After a period of exclusive negotiations that began in early March, Orange and MásMóvil have signed a binding agreement to merge their activities in Spain.
The transaction, which is based on an enterprise value of €18.6 billion – €7.8 billion for Orange Spain and €10.9 billion for MásMóvil (including the acquisition of Euskaltel) – is subject to the approval of the competition authorities and other competent administrative authorities and should close no later than H2 2023.
The merger will result in a 50/50 joint venture co-controlled by the two companies. In addition, the agreement provides for a right to trigger an IPO under certain conditions for both parties after a defined period and, in such event, an option for Orange to take control of the combined entity at the price of l ‘Initial Public Offering.
The due diligences carried out since March show potential synergies in excess of 450 million euros per year to be achieved by the fourth year following closing.

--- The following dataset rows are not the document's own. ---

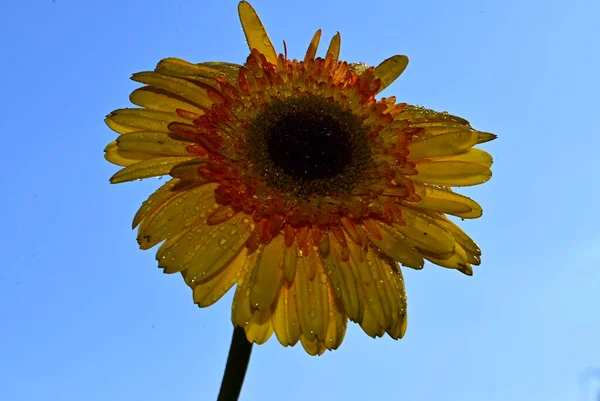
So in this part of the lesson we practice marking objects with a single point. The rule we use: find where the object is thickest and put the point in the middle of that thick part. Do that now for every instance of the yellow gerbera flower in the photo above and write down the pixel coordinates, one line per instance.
(291, 180)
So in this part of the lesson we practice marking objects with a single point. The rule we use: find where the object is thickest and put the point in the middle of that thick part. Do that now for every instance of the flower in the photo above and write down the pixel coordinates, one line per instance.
(291, 180)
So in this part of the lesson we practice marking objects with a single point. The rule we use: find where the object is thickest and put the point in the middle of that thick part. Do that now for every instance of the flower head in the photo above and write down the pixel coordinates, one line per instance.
(293, 181)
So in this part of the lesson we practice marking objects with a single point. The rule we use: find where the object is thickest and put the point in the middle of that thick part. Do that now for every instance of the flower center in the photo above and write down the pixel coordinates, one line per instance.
(306, 144)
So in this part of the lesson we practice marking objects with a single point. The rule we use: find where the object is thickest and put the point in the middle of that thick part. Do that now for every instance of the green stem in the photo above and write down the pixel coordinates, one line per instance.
(237, 363)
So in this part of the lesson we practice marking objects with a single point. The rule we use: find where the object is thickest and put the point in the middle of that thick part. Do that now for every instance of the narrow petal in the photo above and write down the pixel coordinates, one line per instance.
(396, 246)
(122, 158)
(313, 46)
(222, 242)
(259, 329)
(196, 94)
(425, 118)
(268, 274)
(163, 194)
(390, 69)
(343, 281)
(290, 254)
(457, 260)
(255, 32)
(370, 284)
(452, 173)
(241, 311)
(311, 297)
(333, 50)
(443, 200)
(473, 155)
(155, 167)
(189, 170)
(181, 211)
(338, 321)
(162, 100)
(209, 291)
(178, 67)
(370, 325)
(461, 238)
(142, 119)
(312, 346)
(396, 295)
(422, 233)
(442, 145)
(486, 137)
(285, 319)
(157, 143)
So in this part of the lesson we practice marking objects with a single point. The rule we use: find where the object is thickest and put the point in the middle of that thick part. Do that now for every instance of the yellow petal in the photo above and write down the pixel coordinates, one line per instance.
(370, 281)
(312, 346)
(486, 137)
(209, 291)
(161, 100)
(289, 262)
(158, 143)
(396, 246)
(189, 170)
(180, 212)
(222, 242)
(333, 50)
(395, 293)
(473, 155)
(230, 70)
(452, 173)
(457, 260)
(390, 69)
(445, 201)
(442, 145)
(422, 233)
(267, 278)
(131, 120)
(164, 193)
(122, 158)
(370, 325)
(313, 46)
(255, 32)
(241, 311)
(285, 319)
(343, 282)
(424, 118)
(178, 86)
(157, 166)
(183, 250)
(311, 297)
(259, 328)
(178, 67)
(338, 321)
(460, 237)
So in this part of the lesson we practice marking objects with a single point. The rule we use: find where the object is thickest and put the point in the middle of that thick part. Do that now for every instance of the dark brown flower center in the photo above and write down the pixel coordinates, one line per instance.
(306, 144)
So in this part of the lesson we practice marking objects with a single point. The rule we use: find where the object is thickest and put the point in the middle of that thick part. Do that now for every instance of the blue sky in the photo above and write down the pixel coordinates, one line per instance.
(87, 316)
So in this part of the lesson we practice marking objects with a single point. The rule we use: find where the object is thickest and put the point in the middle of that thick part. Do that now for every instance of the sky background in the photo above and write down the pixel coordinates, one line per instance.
(87, 316)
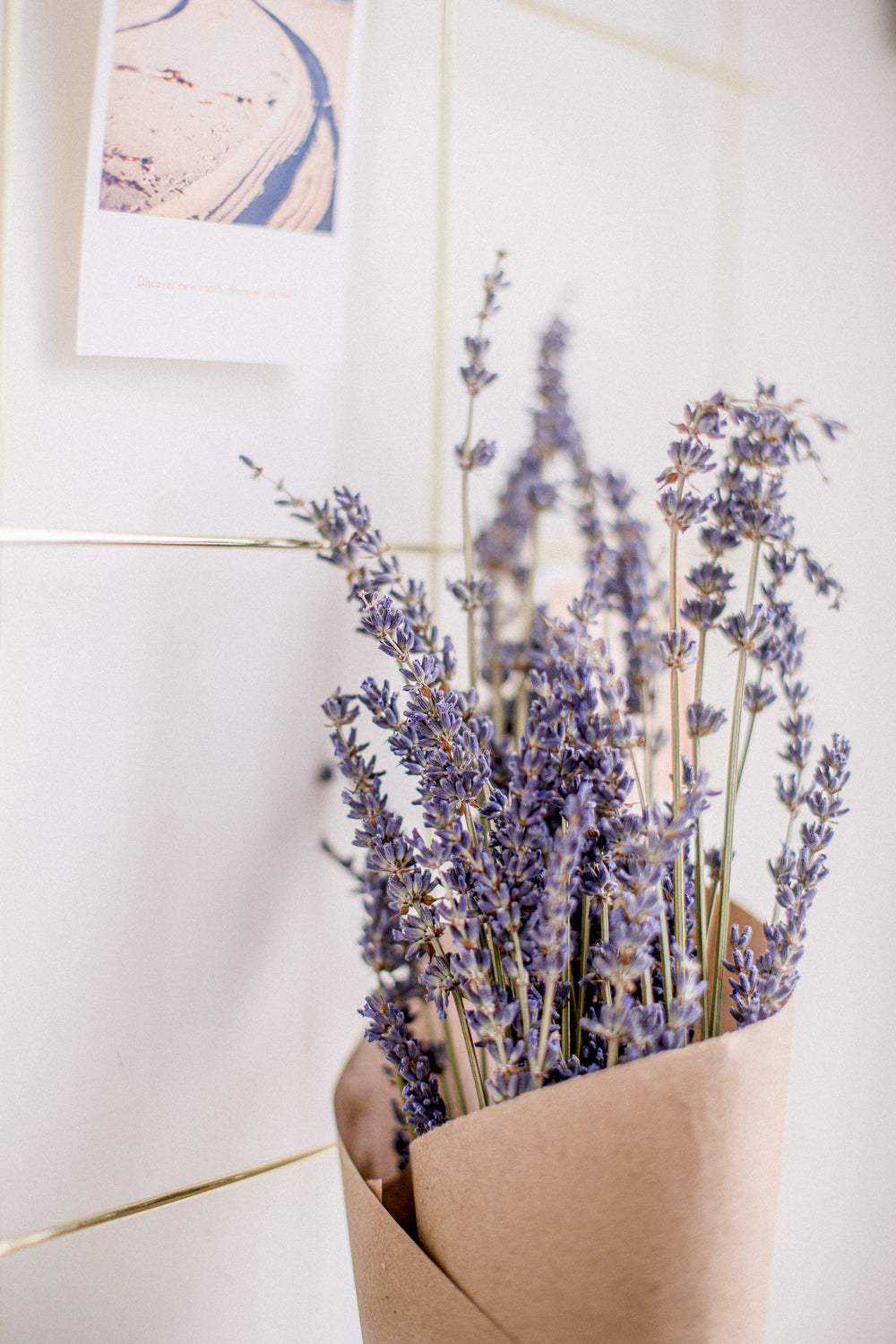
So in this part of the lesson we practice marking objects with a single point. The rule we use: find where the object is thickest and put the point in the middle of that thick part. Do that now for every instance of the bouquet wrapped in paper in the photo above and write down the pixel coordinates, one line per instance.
(551, 1133)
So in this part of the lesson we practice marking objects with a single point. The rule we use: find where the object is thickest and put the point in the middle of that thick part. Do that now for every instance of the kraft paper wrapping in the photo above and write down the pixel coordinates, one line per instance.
(634, 1204)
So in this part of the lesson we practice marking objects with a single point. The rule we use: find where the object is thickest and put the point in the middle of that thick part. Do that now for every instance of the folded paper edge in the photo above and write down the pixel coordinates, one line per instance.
(400, 1288)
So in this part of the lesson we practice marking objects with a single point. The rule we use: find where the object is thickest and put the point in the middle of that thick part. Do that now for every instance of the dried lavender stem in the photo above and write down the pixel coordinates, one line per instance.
(747, 738)
(699, 882)
(678, 867)
(521, 703)
(584, 943)
(565, 1012)
(605, 937)
(452, 1064)
(547, 1011)
(731, 796)
(521, 986)
(470, 1050)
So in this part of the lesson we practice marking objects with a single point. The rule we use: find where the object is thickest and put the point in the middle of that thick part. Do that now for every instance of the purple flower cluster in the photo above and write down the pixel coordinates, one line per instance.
(547, 910)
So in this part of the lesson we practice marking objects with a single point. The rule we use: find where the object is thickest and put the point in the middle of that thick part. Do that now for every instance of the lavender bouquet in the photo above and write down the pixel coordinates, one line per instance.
(556, 911)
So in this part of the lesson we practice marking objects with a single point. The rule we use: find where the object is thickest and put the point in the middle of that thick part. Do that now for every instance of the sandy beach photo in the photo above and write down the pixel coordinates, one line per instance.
(228, 110)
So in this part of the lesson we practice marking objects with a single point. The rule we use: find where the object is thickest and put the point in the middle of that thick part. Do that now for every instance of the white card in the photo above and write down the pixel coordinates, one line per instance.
(217, 196)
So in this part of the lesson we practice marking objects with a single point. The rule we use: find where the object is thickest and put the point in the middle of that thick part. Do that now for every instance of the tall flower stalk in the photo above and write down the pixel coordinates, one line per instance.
(543, 897)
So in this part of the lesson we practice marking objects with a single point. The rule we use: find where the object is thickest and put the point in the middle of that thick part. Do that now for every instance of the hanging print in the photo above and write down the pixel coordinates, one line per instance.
(210, 113)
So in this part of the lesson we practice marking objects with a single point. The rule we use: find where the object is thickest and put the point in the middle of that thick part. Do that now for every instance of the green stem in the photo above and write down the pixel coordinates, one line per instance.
(605, 937)
(521, 986)
(521, 704)
(452, 1064)
(470, 1051)
(547, 1011)
(731, 797)
(700, 895)
(565, 1012)
(584, 945)
(471, 658)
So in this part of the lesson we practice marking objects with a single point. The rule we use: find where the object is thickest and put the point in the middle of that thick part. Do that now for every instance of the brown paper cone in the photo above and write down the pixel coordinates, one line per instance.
(634, 1206)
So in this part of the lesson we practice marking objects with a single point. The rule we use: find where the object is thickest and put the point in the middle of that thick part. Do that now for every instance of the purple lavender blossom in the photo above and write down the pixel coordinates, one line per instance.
(387, 1027)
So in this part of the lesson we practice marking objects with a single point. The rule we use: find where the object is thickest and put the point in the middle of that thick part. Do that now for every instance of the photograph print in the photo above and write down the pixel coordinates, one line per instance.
(228, 110)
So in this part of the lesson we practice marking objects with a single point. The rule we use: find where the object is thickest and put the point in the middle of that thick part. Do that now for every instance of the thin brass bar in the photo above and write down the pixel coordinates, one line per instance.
(142, 1206)
(711, 70)
(66, 537)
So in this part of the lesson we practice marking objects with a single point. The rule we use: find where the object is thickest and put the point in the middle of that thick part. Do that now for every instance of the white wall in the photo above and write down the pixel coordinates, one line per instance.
(177, 970)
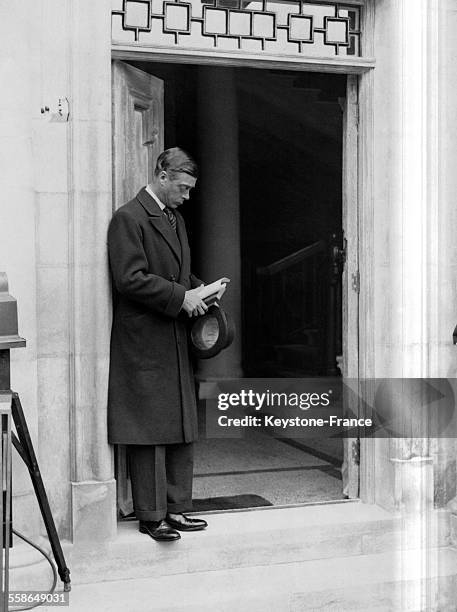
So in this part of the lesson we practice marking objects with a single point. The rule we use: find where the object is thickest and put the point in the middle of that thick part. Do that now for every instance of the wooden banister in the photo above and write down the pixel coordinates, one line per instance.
(292, 259)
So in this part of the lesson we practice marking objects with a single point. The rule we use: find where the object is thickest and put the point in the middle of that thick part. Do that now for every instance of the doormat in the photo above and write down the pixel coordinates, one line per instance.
(229, 502)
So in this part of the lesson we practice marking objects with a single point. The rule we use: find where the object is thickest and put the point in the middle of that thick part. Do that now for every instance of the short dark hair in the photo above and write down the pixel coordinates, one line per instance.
(176, 160)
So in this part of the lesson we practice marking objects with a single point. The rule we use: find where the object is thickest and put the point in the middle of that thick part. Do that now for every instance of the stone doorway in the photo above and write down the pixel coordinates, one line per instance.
(291, 133)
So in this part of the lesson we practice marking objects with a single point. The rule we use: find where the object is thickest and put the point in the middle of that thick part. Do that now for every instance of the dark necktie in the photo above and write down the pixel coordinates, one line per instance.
(171, 216)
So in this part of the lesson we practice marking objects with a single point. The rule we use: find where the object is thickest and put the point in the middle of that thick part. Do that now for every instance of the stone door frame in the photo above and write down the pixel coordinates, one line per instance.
(362, 365)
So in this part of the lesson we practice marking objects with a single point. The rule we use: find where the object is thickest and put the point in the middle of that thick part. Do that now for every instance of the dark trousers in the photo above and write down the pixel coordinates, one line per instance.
(161, 478)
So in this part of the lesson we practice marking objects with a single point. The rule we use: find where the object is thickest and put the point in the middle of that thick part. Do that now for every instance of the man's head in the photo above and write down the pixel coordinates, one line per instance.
(174, 177)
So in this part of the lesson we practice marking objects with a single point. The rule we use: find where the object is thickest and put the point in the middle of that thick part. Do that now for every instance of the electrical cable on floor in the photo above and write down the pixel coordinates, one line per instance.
(54, 573)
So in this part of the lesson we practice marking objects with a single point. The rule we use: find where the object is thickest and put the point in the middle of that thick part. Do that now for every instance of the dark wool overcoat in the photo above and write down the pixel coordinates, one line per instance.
(151, 397)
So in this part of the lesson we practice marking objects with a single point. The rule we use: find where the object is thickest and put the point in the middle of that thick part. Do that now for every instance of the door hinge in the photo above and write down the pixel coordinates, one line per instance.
(356, 281)
(356, 451)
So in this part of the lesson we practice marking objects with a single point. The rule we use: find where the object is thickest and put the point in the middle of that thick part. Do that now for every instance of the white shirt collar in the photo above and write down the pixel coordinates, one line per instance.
(153, 195)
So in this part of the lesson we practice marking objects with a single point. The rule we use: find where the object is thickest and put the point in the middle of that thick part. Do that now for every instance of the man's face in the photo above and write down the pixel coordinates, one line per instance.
(177, 187)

The transaction is supported by a €6.6 billion non-recourse debt package which will fund, among other things, a €5.85 billion upfront payment to Orange Group and MásMóvil shareholders.
Commenting on this agreement, Christel Heydemann, CEO of Orange, said: “I am very pleased to announce today the conclusion of these negotiations. This agreement paves the way for the creation of a joint company that combines the strengths of Orange and MásMóvil into a single, stronger operator that will enable investments in 5G and Fiber, benefiting customers throughout Spain. I firmly believe that the creation of this new company is of fundamental importance for the Group, the Spanish telecom market and for our customers”.
Meinrad Spenger, CEO of MásMóvil, added: “This is a great day for Spanish consumers as well as for our stakeholders. With Orange, we plan to form a strong operator with a sustainable business model and the ability to invest in world-class infrastructure, technology and talent. We expect this to drive competition, digitalization and innovation in the Spanish market”.